"The peace is at Lima, and nowhere else." When Chilean congressman Jose Miguel Balmaceda spoke those words, he sealed the fate of a city that had never expected to become a battlefield. By January 1881, Chile had already won the War of the Pacific in every way that mattered -- the disputed Bolivian territory was under Chilean control, and the nitrate-rich Peruvian department of Tarapaca was financing the Chilean war effort. But public opinion demanded the capture of Lima itself, and so General Manuel Baquedano marched nearly 30,000 soldiers north toward a capital defended by an army of conscripts that Peru's dictator, Nicolas de Pierola, had assembled from whatever human material was available: hastily trained civilians, teenagers, and elderly men.

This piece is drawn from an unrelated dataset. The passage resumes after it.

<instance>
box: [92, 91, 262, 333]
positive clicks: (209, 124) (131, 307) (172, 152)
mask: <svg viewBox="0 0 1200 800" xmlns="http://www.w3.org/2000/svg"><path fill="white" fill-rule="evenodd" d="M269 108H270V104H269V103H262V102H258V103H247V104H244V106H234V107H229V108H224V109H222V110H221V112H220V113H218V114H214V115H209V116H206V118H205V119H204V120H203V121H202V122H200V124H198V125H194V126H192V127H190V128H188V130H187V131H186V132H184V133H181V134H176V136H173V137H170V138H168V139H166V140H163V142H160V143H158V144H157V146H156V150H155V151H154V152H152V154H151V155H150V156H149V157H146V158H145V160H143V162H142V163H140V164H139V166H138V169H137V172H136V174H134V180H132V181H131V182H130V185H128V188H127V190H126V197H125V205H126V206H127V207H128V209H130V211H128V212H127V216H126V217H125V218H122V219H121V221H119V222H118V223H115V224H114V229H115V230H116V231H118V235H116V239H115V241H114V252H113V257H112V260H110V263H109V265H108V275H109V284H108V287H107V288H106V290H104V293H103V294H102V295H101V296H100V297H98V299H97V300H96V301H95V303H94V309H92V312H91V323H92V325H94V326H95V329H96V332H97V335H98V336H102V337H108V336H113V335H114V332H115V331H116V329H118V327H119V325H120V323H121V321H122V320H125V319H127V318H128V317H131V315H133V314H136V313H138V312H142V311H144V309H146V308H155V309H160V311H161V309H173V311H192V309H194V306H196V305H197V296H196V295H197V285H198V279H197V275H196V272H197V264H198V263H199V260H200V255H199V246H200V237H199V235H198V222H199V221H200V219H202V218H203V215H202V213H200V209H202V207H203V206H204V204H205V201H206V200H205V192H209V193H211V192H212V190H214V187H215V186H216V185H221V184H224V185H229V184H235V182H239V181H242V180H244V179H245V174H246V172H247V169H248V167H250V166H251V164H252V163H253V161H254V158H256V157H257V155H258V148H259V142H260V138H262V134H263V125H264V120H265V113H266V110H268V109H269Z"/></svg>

Pierola's engineers, Gorbitz and Arancibia, did what they could. They laid out a defensive line stretching fifteen kilometers along the hills south of Lima, from Marcavilca hill to La Chira, threading through the elevations at San Juan and Santa Teresa. A second line was established at Miraflores as a fallback. The positions were sound on paper, but the troops manning them were not a professional army. They were citizens with rifles, holding ground against veterans who had already fought their way through Tacna and Arica. While Chile transported its divisions by sea from Pisco and Paracas to landing points at Curayacu and Chilca in late December 1880, the Peruvian defenders could only dig in and wait. By Christmas, Chilean cavalry under Lieutenant Colonel Ambrosio Letelier had scouted as far as Lurin without encountering resistance. The invasion force gathered at Pachacamac, and the countdown began.

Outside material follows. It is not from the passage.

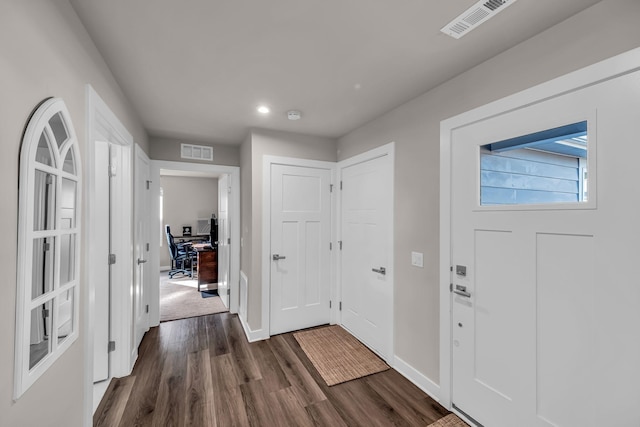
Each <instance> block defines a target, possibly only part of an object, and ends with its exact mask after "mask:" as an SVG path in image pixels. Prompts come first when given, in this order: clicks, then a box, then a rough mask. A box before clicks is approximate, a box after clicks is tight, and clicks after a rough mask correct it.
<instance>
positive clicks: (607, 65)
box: [439, 48, 640, 409]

The battle on January 13, 1881, was not a single engagement but a chain of fierce confrontations at Villa, Chorrillos, Santiago de Surco, San Juan de Miraflores, Santa Teresa, and Morro Solar. The Chilean assault split the Peruvian line at two points. Colonel Gana's brigade hammered the Peruvian positions at Papa and Viva el Peru hills, with the Buin 1st Line Regiment clearing defenders at bayonet point while the Esmeralda 7th Line Regiment captured the banner of the Manco Capac Battalion. When Gana wheeled left and struck the flank of Colonel Andres Avelino Caceres' corps, the Peruvian center collapsed. Reinforcements sent by General Silva -- the Huanuco Battalion among them -- were thrown back as fast as they arrived. At Morro Solar, Colonel Arnaldo Panizo's artillery battery, the Martir Olaya, poured fire onto the advancing Chileans, inflicting heavy casualties on the Chacabuco and 4th Line regiments. But ammunition ran out, and the stronghold fell after Patricio Lynch divided his forces for a pincer attack.

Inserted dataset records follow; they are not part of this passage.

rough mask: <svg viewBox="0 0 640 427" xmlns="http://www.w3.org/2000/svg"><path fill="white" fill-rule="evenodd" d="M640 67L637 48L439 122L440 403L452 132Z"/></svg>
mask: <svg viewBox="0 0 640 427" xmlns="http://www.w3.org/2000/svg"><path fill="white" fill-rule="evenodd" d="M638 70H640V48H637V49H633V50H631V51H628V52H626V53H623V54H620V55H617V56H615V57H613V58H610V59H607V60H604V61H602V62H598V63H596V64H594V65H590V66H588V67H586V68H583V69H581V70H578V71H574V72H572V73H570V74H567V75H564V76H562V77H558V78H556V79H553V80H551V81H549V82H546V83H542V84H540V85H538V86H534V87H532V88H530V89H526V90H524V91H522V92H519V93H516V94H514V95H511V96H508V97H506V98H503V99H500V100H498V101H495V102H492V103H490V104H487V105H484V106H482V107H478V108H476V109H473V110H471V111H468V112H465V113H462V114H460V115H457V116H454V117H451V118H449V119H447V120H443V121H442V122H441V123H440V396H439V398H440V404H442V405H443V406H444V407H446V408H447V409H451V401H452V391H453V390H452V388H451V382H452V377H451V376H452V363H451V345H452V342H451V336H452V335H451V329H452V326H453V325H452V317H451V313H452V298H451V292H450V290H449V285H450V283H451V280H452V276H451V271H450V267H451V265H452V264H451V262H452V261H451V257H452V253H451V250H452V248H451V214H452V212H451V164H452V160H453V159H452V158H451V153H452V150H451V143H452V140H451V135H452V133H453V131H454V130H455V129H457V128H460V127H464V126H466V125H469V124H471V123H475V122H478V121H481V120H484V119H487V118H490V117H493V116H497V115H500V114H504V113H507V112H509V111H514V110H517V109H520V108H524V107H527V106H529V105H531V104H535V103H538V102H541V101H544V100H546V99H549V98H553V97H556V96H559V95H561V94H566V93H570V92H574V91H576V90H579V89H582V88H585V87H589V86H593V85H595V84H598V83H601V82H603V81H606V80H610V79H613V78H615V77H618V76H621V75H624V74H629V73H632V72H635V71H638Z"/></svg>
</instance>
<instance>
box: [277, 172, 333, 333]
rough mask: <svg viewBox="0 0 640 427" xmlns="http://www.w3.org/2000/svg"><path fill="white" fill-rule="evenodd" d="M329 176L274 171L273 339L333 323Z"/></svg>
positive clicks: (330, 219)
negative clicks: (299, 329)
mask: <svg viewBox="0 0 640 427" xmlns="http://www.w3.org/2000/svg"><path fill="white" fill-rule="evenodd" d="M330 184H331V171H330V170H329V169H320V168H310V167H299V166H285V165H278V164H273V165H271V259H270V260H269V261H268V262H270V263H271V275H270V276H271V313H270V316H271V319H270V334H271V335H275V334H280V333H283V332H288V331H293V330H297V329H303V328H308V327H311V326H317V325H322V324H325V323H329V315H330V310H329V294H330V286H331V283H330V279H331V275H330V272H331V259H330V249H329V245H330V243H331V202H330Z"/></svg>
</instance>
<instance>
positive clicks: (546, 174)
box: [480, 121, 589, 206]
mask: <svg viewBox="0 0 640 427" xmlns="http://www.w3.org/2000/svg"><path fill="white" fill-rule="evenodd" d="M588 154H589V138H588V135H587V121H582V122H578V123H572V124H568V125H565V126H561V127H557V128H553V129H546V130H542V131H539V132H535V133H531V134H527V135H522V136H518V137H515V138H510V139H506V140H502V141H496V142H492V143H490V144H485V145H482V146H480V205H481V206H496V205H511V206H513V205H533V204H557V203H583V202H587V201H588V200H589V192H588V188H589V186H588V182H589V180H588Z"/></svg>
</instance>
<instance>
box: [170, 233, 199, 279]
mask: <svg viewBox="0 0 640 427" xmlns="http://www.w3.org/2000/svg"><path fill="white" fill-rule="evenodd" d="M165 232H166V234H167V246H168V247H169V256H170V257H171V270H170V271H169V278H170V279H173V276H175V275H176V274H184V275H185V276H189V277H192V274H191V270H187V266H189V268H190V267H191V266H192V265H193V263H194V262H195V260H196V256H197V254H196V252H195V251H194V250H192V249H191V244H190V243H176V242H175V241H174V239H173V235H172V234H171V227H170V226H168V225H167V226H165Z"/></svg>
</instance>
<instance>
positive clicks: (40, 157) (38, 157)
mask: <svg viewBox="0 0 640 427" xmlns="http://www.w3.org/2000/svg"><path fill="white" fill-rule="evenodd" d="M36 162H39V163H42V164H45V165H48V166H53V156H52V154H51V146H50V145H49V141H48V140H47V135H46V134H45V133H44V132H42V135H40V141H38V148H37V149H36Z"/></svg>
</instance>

What followed the battle was worse than the battle itself. As surviving Peruvian troops retreated into the town of Chorrillos, Chilean forces pursued them house by house, and when the fighting proved too costly at close quarters, they set the town on fire. Night brought no relief. Drunken Chilean soldiers, no longer under their officers' control, looted homes, warehouses, and churches. Civilians were murdered. Women were assaulted. Foreign residents who had stayed to protect their property were killed and robbed. The Italian firefighters' brigade attempted to extinguish the flames and was executed by a Chilean firing squad -- an act Peru remembers to this day. Nearly 200 Chilean soldiers died fighting each other during the riots. Colonel Caceres begged Pierola for permission to counterattack the disorganized Chilean troops in the darkness, arguing they were scattered and mutinous. Pierola refused.
The toll was staggering. Chile lost 3,107 men killed or wounded -- thirteen percent of its entire force. Lynch's and Sotomayor's divisions were gutted. Peru's losses were far worse: approximately 8,000 men, along with 87 cannons, 19 machine guns, and four battalion banners captured. Entire units ceased to exist. The Guardia Peruana, the Cajamarca, the Ayacucho, the Zepita -- names that had meant something to the men who carried them -- were erased from the order of battle in a single afternoon. The survivors staggered north to reinforce the second defensive line at Miraflores, but morale was shattered. Two days later, on January 15, the Chileans fought through that line as well. Lima fell. The war that had begun over guano and nitrates ended with a foreign army occupying Peru's capital, and the seaside town of Chorrillos reduced to ashes and memory.
The battlefield is located at approximately 12.18S, 76.96W, in the southern districts of modern Lima including Chorrillos, San Juan de Miraflores, and Santiago de Surco. Morro Solar, the prominent hill where some of the fiercest fighting occurred, rises above the coast at Chorrillos and is visible from the air as a distinct headland. Jorge Chavez International Airport (SPJC) is approximately 12 nm to the northwest. The battlefield terrain stretches from the coast inland along the hills south of Lima's urban area.